Posted: 03/12/10 03:51 PM ET

On Tuesday afternoon, a 262-hour demonstration in front of Senator Tom Coburn's office in Oklahoma City officially ended. It ended because Senator Tom Coburn agreed to release his hold on the LRA Disarmament and Northern Uganda Recovery Act.

Together with Resolve Uganda, we at Invisible Children have been advocating for the passage of this bill that will require President Obama to make a plan for apprehending rebel leader Joseph Kony and appropriate 40 million dollars from the State Department's existing budget to the rehabilitation of war-torn Northern Uganda. With 217 co-sponsors in the Senate and the House, this bill is widely supported. Up until Tuesday, only one man stood in the way.

oklahoma city holdout


Resolve Uganda spearheaded this Oklahoma Holdout, and for 11 days straight a group that fluctuated from 20-75 people slept outside in the Oklahoma winter to encourage Senator Coburn to take another look at the bill and ultimately release his hold.

People from all over the United States drove or flew to Oklahoma City to be a part of the demonstration. Through freezing nights and rainy days, supporters of the bill stuck it out. Those who couldn't be there in person donated money for food and sleeping bags. Other long distance supporters called Senator Coburn's office once a day expressing solidarity with the people sitting outside of his office.

coburn say yes


I am proud of everyone who showed up from around the country in support of this bill.
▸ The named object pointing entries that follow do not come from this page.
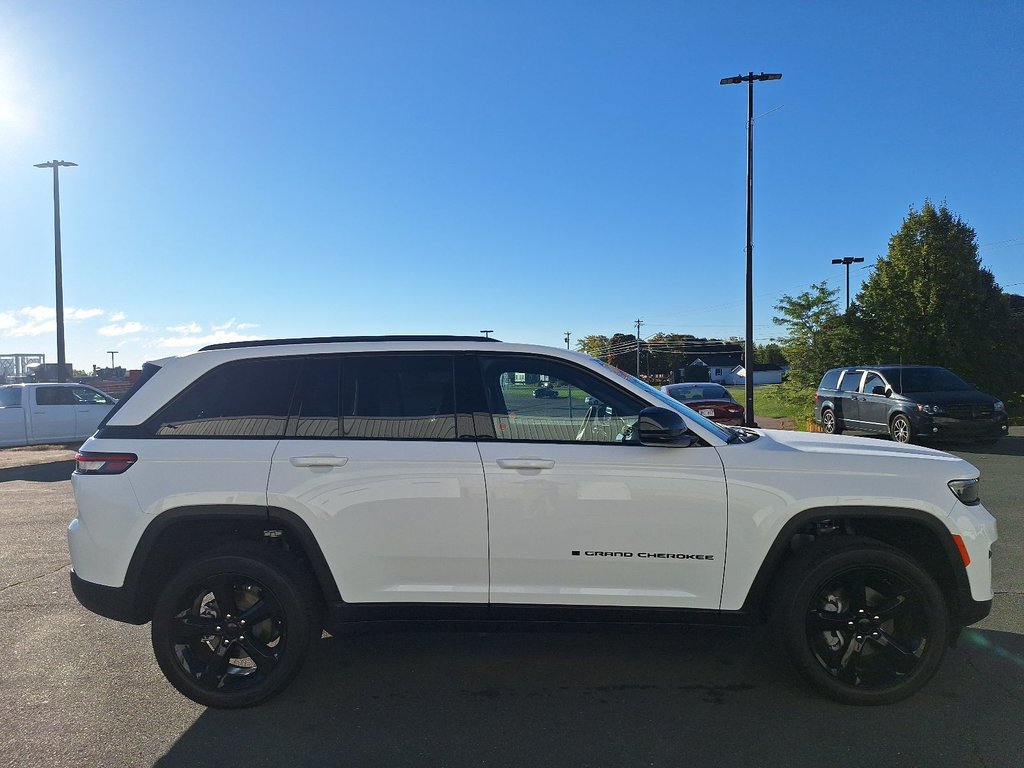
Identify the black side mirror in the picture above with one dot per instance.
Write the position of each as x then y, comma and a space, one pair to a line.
659, 426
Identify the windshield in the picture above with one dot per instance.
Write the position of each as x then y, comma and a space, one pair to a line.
715, 429
698, 392
908, 380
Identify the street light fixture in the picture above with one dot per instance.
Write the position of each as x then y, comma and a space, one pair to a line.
847, 260
55, 164
749, 347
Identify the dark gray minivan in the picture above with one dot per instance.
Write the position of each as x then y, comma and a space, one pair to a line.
907, 402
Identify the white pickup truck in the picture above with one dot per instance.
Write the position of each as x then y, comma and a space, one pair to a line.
38, 414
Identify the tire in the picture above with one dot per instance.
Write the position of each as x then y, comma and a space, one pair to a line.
233, 627
900, 429
862, 622
829, 424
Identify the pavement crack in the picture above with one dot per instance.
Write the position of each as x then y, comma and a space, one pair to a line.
35, 578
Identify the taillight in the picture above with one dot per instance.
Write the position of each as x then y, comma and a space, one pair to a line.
103, 464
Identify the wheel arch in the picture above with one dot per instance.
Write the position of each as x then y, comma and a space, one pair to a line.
919, 534
183, 534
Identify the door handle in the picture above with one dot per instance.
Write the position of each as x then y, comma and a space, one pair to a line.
525, 463
318, 461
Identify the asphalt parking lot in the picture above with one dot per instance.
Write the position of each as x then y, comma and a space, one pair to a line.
80, 690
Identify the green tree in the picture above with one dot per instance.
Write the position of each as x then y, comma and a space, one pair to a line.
930, 301
816, 336
769, 354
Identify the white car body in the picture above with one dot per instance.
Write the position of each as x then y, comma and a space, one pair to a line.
501, 523
41, 414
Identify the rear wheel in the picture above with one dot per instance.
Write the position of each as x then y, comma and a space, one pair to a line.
232, 628
828, 423
900, 429
862, 622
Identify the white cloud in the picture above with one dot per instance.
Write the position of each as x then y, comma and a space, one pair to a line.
121, 330
189, 342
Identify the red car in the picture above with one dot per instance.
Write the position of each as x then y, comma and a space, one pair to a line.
710, 400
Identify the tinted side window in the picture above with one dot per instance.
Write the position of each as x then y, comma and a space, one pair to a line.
248, 398
539, 399
316, 406
830, 379
851, 381
53, 396
872, 380
89, 396
408, 396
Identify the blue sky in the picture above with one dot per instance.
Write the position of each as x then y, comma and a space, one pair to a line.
266, 169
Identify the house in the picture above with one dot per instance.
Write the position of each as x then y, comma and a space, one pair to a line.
763, 374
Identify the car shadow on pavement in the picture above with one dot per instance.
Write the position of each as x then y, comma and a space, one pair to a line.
50, 472
420, 698
1009, 445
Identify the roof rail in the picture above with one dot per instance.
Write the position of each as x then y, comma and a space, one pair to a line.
338, 339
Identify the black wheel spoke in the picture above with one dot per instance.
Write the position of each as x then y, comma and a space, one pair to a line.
900, 656
896, 605
216, 668
826, 621
849, 666
264, 657
223, 590
189, 628
258, 611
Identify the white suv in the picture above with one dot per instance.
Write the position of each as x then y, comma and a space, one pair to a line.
247, 496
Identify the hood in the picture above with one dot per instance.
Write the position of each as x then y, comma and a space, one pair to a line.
842, 448
965, 396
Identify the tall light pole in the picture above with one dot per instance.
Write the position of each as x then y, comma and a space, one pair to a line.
749, 347
55, 164
848, 260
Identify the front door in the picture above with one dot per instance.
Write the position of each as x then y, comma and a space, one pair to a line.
582, 514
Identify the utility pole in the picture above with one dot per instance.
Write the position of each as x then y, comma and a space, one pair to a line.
55, 164
847, 260
639, 323
749, 347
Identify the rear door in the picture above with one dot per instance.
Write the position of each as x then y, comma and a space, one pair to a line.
387, 478
582, 514
848, 398
52, 418
875, 407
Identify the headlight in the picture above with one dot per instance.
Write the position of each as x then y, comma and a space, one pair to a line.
966, 491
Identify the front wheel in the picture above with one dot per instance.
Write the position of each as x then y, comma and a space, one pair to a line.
862, 622
900, 429
232, 628
828, 423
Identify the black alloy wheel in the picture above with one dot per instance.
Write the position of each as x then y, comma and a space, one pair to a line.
232, 628
900, 429
828, 423
862, 622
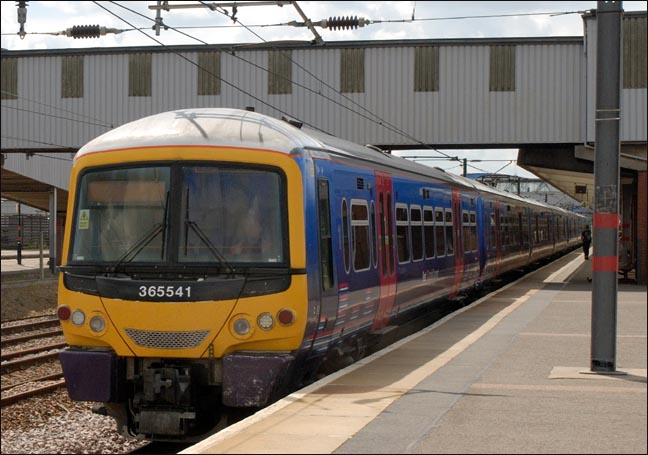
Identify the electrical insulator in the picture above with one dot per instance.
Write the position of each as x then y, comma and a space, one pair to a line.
22, 18
345, 23
85, 31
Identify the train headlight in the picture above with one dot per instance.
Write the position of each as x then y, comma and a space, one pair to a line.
286, 316
265, 321
97, 324
242, 326
64, 312
78, 317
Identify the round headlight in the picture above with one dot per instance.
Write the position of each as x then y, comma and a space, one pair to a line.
286, 316
64, 312
78, 317
265, 321
97, 324
242, 326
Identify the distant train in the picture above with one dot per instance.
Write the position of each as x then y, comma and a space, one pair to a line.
215, 257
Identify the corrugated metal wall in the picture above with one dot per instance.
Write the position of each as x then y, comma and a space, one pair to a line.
389, 98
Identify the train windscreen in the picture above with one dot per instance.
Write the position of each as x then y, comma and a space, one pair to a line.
190, 214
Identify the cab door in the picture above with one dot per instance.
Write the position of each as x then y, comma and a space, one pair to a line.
386, 265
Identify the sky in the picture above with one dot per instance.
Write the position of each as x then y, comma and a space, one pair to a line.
254, 24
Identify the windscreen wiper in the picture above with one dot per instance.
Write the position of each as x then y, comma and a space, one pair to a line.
139, 245
201, 235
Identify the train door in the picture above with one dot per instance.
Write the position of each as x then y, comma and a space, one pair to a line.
499, 237
386, 266
329, 298
458, 241
482, 238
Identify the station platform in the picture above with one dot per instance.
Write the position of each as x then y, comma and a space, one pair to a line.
509, 373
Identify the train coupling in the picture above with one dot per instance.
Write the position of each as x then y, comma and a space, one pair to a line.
100, 410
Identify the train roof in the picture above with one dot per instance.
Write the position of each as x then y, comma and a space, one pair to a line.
246, 129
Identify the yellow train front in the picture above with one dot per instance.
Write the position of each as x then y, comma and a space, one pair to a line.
184, 287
I have heard numerous reports of how kind and respectful the demonstrators were. Instead of shouting, jumping, and bullying people into hearing their message, the demonstrators stood respectfully with their signs and greeted people on their way to work. We believe that self-described Dr. No responded (eventually) to our request for a meeting because we approached him purposefully but respectfully. And not simply with bleeding heart idealism, but with intelligent compromise and policy understanding. I don't think that the citizens of Oklahoma City will forget us anytime soon.

In the end, all 262 hours proved worth it. On Tuesday afternoon, Resolve Uganda and Senator Coburn agreed on a compromise. Now that Senator Coburn has released his hold on the bill, and yesterday evening the bill passed the Senate. Just hours after the hold was lifted. It will now go to the House where it already has wide support.

Invisible Children


What this proves to us is the tangibility of idealism. Young people are sensitive to the moral fabric of civic engagement, and willing to sacrifice comfort in a way forgotten by the establishment. This demonstration proved that this commitment produces actual results. From supporting the drafting of an unprecedented humanitarian bill to seeing it through to passing the senate, this adventure confirms the desires of a youth movement: to be seen as an effective voice of change. Next stop, congress. And then, the White House. Once the bill is in effect, it is up to us to make sure Obama does what he has been called to do: apprehend one of the world's worst war criminals.

And to our critics, this is not the United States meddling where it has no business. This is not another Iraq. As the only remaining super power, I believe we have a moral duty to provide assistance to the most marginalized and invisible of vulnerable people groups, and only when simple assistance is proven to produce immediate results. The child soldiers in Joseph Kony's rebel army are the clearest example of this.

It is moving to see the juggernaut of Washington respond to us. It is worthy of hope.